Image: A three-dimensional (3D) printed microfluidic probe. Cube-shaped and green-colored, this probe is about the size of a ring box; however, the design can be printed in many sizes (Photo courtesy of NYU Abu Dhabi).
A detailed protocol for producing microfluidic probes (MFPs) by simple three-dimensional (3D) printing was evaluated and made public for the general research community.

Currently, MFPs cannot be easily produced on demand due to their complex fabrication procedures and are expensive to manufacture in large quantities because of the assembly procedures that are required.

In a novel use of recent technical innovations, investigators at NYU Abu Dhabi (United Arab Emirates) fabricated MFPs in a single step by stereolithographic three-dimensional printing and benchmarked their performance compared to standard MFPs fabricated via glass or silicon micromachining.

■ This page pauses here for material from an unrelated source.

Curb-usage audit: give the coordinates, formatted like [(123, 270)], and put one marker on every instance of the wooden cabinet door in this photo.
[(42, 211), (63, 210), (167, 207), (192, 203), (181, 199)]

Stereolithography is an additive manufacturing process that operates by focusing an ultraviolet (UV) laser on to a vat of photopolymer resin. With the help of computer aided manufacturing or computer-aided design (CAM/CAD) software, the UV laser is used to draw a pre-programmed design or shape on to the surface of the photopolymer vat. Photopolymers are sensitive to ultraviolet light, so the resin is photochemically solidified and forms a single layer of the desired three-dimensional object. Then, the build platform lowers one layer, and a blade recoats the top of the tank with resin.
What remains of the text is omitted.